Bei der Wahl einer neuen SPD-Vorsitzenden sollten die Mitglieder abstimmen dürfen, sagte Steve Hudson, Vorsitzender des Vereins NoGroKo und SPD-Mitglied, im Dlf. Es komme zu keiner personellen Erneuerung, wenn die scheidenden Vorsitzenden ihre Nachfolge selbst aussuchten und Gegenkandidaten nicht erwünscht seien.
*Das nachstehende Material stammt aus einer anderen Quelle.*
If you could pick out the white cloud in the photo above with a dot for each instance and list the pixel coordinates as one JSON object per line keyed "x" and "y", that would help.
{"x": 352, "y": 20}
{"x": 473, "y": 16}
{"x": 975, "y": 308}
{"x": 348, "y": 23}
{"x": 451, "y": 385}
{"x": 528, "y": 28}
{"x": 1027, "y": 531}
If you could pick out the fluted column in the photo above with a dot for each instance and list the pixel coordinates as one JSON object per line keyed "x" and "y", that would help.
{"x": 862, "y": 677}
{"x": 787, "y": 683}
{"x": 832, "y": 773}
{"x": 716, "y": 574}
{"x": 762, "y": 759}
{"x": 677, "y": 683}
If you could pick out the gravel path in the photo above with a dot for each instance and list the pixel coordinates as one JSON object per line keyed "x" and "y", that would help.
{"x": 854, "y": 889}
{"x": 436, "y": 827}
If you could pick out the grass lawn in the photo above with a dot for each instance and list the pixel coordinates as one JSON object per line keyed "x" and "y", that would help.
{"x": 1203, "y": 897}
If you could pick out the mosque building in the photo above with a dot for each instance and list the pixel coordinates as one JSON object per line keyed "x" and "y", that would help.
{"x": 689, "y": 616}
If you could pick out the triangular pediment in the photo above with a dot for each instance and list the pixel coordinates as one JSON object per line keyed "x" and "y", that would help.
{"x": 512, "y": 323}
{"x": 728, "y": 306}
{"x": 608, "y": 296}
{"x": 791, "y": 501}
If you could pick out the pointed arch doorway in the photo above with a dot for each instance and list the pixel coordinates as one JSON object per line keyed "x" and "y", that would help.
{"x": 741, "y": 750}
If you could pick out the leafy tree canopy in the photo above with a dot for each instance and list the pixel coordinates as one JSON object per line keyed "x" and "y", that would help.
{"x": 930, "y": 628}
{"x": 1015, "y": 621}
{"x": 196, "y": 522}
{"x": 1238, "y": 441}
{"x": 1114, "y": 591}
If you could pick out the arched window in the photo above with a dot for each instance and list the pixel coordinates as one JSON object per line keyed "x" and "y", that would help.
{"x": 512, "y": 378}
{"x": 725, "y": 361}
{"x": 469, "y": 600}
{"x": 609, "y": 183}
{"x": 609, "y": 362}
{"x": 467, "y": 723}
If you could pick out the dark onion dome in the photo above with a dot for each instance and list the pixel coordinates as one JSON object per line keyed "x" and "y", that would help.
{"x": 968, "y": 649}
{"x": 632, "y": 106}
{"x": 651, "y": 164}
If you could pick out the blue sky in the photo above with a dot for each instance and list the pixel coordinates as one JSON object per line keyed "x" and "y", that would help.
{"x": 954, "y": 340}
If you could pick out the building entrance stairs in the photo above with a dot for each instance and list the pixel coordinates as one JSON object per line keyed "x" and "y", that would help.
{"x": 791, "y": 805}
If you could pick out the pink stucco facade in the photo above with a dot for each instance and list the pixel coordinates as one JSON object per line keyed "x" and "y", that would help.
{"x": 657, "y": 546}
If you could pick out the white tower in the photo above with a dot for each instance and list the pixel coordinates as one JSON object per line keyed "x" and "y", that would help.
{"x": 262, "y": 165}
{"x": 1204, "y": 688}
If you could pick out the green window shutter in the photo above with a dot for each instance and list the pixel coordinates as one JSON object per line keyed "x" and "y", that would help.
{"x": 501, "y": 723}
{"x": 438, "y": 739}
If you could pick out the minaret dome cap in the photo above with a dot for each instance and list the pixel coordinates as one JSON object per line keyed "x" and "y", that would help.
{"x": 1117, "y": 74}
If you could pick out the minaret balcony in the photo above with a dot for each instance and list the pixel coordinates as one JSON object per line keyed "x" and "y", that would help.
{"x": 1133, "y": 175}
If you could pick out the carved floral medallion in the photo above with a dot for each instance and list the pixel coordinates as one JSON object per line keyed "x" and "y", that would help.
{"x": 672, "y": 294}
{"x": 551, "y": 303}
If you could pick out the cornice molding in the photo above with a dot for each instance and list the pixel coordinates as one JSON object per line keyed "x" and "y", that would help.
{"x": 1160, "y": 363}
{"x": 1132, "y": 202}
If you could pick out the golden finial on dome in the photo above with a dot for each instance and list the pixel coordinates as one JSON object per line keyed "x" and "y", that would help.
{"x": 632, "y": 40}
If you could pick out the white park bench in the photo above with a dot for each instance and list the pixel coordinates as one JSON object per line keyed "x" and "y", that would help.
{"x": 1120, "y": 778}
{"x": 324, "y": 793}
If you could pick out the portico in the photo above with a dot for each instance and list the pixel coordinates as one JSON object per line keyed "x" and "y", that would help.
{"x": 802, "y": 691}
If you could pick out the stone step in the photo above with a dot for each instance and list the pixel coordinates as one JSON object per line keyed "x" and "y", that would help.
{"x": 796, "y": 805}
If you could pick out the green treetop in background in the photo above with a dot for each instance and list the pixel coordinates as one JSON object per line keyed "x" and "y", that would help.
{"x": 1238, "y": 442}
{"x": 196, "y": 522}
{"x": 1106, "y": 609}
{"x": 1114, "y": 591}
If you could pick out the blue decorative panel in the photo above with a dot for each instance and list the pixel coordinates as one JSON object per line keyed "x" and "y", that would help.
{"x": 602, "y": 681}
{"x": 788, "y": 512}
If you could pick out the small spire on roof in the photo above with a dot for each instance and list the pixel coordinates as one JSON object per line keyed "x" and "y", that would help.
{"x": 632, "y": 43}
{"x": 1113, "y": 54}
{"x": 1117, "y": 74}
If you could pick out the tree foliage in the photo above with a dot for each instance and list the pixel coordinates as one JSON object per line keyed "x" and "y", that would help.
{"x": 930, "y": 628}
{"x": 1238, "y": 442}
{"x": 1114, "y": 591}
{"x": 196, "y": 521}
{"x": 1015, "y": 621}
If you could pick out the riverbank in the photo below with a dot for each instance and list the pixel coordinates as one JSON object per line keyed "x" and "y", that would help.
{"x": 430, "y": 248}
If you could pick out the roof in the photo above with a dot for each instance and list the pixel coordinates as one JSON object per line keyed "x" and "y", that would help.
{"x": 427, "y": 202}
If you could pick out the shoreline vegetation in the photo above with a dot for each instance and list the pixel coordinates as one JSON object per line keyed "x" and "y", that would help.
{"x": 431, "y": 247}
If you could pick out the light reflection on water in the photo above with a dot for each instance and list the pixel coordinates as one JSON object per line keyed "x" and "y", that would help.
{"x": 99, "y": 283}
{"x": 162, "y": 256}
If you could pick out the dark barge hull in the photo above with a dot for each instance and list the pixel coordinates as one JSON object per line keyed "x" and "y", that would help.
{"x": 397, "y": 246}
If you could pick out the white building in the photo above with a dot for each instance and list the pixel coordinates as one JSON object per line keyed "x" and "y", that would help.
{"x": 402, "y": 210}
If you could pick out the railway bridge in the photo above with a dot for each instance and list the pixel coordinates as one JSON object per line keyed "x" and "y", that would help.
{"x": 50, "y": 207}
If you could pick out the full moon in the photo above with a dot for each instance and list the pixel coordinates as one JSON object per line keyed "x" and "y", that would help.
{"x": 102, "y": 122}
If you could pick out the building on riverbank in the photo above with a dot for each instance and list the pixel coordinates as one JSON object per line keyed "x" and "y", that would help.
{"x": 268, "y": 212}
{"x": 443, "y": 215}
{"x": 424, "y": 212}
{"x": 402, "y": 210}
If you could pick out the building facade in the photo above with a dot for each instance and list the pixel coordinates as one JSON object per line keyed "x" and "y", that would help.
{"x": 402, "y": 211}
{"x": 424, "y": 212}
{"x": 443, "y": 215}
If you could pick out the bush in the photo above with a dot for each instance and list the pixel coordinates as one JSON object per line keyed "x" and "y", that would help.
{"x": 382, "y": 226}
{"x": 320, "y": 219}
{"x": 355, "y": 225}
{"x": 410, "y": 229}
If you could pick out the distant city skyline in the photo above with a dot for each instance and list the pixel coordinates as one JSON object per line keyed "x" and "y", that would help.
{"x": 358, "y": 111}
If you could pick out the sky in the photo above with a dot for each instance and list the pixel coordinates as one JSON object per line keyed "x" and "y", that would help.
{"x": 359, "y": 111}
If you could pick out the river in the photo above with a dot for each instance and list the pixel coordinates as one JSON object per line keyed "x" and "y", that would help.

Steve Hudson im Gespräch mit Stephanie Rohde | 21.04.2018
    Wahlplakate der SPD liegen nach dem Bundestagswahlkampf 2017 auf dem Boden
    Wahlplakate der SPD liegen nach dem Bundestagswahlkampf 2017 auf dem Boden (imago)
    Stephanie Rohde: Zum achten Mal in 20 Jahren wählen die Sozialdemokraten einen neuen Chef beziehungsweise eine neue Chefin. Anders als in den vergangenen Jahren aber gibt es dieses Mal zwei Kandidaten für den Parteivorsitz: Flensburgs Oberbürgermeisterin Simone Lange fordert Andrea Nahles heraus, auch wenn Langes Chancen eher begrenzt sind. Der Vorgänger Martin Schulz wurde ja mit 100 Prozent gewählt, das dürfte der Nachfolgerin nicht passieren.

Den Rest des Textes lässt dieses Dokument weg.